Curriculum CenterAn official with the U.S. Department of Education today called results from the Third International Mathematics and Science Study-Repeat (TIMSS-R) disappointing but added that sustained efforts to improve teacher preparation and other factors are needed for consistent improvement.

Improving the preparation -- and number -- of mathematics and science teachers in the United States is critical if American students are going to keep pace with their counterparts internationally, a U.S. Department of Education official told Education World Wednesday.

Linda Rosen, senior advisor for mathematics and science to U.S. Secretary of Education Richard W. Riley, cited these issues a day after the release of a another international study showing that U.S. eighth graders continue to lag in math and science skills.

Although calling the results of the study, the 1999 Third International Mathematics and Science Study-Repeat (TIMSS-R) disappointing, Rosen said they are not completely surprising.

"It really tells us what we expected," Rosen said. "Change is going to take sustained time and attention, and we won't see immediate progress unless we keep it up."


Although American eighth graders performed better than an international average in mathematics and science in 1999, according to TIMSS-R, they have shown no improvement since the first study was done in 1995.

"This shows the United States has not made much progress, which is rather disappointing to those who had hoped to see great strides," said Michael O. Martin, the international study co-director for TIMSS-R. The project is sponsored by the International Association for the Evaluation of Educational Achievement (IEA) and directed by the Lynch School of Education at Boston College.

Riley, however, said Tuesday that American students are "successfully learning more math and science every year they are in school."


Results from the TIMSS-R showed that American eighth graders ranked 19th out of 38 countries in math and 18th in science. The findings were disappointing to some education officials, who had hoped to see improvement after American fourth graders ranked high in the initial study four years ago. The 1995 TIMSS report also included eighth and 12th graders.

"This finding [from the 1999 report] validates the results of the previous 1995 study that after the fourth grade, students in the United States fall behind their international peers as they pass through the school system," said Dr. Gary Phillips, acting commissioner of education statistics for the U.S. Department of Education's National Center for Education Statistics (NCES.) NCES released the results Tuesday in a report, Pursuing Excellence: Comparisons of International Eighth-Grade Mathematics and Science Achievement from a U.S. Perspective, 1995 and 1999. The study was sponsored by NCES and the National Science Foundation (NSF) in the United States.

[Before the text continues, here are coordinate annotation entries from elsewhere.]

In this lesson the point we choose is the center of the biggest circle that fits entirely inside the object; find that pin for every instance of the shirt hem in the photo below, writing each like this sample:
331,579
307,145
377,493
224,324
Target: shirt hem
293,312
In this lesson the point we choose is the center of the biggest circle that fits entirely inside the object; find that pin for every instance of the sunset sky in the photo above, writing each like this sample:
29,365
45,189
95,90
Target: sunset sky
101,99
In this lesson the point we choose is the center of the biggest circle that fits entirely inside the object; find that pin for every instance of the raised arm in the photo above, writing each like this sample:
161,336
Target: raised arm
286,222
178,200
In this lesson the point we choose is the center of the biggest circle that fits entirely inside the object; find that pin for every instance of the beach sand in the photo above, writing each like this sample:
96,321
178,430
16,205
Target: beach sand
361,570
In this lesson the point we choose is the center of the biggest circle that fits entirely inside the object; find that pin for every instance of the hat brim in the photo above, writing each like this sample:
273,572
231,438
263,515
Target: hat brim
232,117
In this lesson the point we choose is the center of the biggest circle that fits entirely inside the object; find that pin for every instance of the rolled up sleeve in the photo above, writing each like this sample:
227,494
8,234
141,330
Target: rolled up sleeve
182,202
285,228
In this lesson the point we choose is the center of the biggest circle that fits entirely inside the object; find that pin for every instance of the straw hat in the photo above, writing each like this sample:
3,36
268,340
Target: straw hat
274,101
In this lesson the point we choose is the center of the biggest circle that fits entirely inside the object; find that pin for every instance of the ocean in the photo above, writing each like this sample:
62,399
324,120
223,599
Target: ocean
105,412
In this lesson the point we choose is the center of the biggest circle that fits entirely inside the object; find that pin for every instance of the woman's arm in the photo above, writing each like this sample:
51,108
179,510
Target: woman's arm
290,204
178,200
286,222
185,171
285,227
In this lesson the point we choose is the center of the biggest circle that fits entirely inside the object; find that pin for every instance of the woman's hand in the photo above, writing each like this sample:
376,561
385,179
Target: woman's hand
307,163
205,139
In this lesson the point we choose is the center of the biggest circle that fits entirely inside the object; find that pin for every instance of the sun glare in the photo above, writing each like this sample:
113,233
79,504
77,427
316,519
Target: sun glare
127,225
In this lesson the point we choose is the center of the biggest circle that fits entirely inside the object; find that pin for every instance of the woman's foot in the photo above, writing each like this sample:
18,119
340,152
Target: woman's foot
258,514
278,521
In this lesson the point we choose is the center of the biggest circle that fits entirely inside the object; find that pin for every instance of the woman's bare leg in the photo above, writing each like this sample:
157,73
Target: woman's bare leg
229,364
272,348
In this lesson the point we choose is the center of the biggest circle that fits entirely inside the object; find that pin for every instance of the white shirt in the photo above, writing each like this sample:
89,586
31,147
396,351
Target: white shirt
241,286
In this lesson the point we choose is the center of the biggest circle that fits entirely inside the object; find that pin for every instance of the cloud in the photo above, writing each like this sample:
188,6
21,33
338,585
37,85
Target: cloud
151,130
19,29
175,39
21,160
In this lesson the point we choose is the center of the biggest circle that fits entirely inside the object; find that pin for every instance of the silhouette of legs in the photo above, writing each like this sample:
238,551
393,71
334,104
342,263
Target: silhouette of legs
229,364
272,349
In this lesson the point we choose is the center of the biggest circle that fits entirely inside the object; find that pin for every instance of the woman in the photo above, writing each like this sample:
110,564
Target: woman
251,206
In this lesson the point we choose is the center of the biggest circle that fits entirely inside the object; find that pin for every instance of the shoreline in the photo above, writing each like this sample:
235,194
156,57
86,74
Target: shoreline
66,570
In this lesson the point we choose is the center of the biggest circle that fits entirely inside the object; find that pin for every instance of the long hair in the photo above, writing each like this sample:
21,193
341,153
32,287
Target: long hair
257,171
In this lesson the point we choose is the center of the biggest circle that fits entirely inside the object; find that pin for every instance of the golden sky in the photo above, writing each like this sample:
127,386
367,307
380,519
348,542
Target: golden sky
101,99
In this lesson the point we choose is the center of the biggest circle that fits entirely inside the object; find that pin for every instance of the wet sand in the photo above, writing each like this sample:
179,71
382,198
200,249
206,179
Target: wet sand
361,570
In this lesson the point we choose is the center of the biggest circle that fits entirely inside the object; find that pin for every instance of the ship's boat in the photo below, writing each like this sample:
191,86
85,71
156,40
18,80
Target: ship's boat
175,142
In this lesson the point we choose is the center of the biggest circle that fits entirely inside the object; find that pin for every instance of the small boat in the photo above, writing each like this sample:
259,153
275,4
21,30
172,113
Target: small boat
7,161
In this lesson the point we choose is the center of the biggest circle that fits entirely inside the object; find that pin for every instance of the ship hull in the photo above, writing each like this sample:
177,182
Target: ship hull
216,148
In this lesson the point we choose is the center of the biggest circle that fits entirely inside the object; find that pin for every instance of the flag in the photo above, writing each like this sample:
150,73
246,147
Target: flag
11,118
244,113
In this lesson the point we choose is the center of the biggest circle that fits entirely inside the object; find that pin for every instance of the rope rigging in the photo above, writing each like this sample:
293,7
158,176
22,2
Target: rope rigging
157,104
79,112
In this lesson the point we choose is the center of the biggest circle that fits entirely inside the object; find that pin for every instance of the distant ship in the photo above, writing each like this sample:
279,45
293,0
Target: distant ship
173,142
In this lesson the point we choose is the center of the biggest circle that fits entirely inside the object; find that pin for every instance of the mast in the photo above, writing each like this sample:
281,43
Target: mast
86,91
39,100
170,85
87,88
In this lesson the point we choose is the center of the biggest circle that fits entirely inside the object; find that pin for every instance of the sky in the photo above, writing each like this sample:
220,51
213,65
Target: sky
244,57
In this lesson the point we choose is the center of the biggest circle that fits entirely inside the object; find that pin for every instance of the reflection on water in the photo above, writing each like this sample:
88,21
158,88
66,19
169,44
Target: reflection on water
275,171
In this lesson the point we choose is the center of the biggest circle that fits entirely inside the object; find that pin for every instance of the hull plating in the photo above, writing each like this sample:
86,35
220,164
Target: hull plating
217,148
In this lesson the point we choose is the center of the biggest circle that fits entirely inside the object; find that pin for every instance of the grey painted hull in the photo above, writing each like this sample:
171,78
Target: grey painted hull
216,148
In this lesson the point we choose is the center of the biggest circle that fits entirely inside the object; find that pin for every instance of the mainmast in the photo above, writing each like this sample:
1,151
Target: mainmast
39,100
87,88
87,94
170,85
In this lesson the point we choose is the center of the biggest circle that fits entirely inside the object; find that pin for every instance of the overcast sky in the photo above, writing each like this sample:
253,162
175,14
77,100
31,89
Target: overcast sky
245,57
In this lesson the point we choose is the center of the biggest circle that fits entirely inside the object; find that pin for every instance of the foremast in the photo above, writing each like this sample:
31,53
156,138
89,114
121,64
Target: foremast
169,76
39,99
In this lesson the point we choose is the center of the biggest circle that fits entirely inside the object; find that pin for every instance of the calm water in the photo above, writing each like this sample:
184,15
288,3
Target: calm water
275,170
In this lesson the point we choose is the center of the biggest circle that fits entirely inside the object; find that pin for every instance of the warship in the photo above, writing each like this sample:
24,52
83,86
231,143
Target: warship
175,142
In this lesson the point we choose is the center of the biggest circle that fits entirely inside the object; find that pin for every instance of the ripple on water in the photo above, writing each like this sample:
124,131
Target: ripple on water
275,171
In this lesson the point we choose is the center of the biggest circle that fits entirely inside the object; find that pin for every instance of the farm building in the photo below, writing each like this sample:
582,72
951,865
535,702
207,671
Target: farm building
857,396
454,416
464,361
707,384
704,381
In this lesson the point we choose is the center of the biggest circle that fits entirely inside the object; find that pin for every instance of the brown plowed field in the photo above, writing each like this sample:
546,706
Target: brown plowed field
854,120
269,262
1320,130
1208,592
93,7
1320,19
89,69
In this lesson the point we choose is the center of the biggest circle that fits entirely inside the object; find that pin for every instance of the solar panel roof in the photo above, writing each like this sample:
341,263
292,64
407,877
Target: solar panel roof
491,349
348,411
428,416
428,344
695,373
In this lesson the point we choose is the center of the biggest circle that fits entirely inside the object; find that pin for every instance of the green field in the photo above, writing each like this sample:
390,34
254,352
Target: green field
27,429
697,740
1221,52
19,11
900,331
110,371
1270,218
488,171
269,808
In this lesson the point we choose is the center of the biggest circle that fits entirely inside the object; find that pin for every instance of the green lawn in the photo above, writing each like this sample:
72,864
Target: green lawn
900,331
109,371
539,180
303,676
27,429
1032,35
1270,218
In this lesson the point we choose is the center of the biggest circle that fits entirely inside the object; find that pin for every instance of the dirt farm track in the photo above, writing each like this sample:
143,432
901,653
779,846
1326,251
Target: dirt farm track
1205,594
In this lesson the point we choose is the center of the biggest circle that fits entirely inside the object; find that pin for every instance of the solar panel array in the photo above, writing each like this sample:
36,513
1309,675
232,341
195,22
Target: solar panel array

TIMSS-R allows researchers to compare the performances of fourth graders in 1995 with the performances of eighth graders in 1999. The same students were not tested in fourth and eighth grade, however, Martin told Education World. The 1999 results indicate that the relative performance for eighth grade students in mathematics and science was lower in 1999 than it was for fourth grade students in 1995, according to the Department of Education.

The only U.S. students who improved in mathematics were African Americans, but they posted no gains in science, the report shows.


Unlike in 1995, the top-performing students on the 1999 test all were from Asian countries. Last year, countries scoring highest on the mathematics section were Singapore, the Republic of Korea (South Korea), Chinese Taipei (Taiwan), Hong Kong, and Japan. The Flemish-speaking section of Belgium was sixth and Canada tenth. On the science section, the leaders were Taiwan, Singapore, Hungary, Japan, and the Republic of Korea. Canada was 14th.

In 1995, Singapore students scored highest on both the math and science tests. On the math section, Korea, Japan, Hong Kong, and the Flemish-speaking section of Belgium followed Singapore. In science, the Czech Republic, Japan, Korea, and Bulgaria rounded out the top five.

Overall, about 200,000 students worldwide participated in the 1999 study, including 9,000 U.S. eighth graders from 250 schools.


Among the areas cited in the report for further study is that American students are more likely to be taught math and science by teachers who majored in education rather than in the subject areas. About 40 percent of U.S. eighth graders learned science from teachers who reported "a low level of confidence in their preparation to teach science," the report states.

Riley said in a prepared statement that the issue needs prompt attention. "It's apparent that we need to make a major investment in upgrading teacher skills in math, science, and other subjects. That's something we can do immediately."

The shortage of math and science teachers, forcing teachers from other disciplines to fill in, is a national problem, according to Rosen. "We have a terrific problem with out-of-field teachers," she said. "In September, schools will have an adult in front of a classroom, but in many cases, that adult did not even minor in math or science."

Rosen also noted that federal officials will continue to use John Glenn Commission on Mathematics and Science Teaching for the 21st Century, which was released in September and spelled out how the federal government and local schools could improve math and science teaching, as a guide. Some of the recommendations in the Glenn Commission Report included increasing collaboration among math and science teachers, encouraging more professional development, and offering incentives for students to become math and science teachers.

Although more-comprehensive reforms are under study, classroom teachers can inventory the areas of knowledge they need to enhance and be vocal to supervisors about what they think makes better teachers, Rosen added. "Better-educated teachers lead to better-educated students."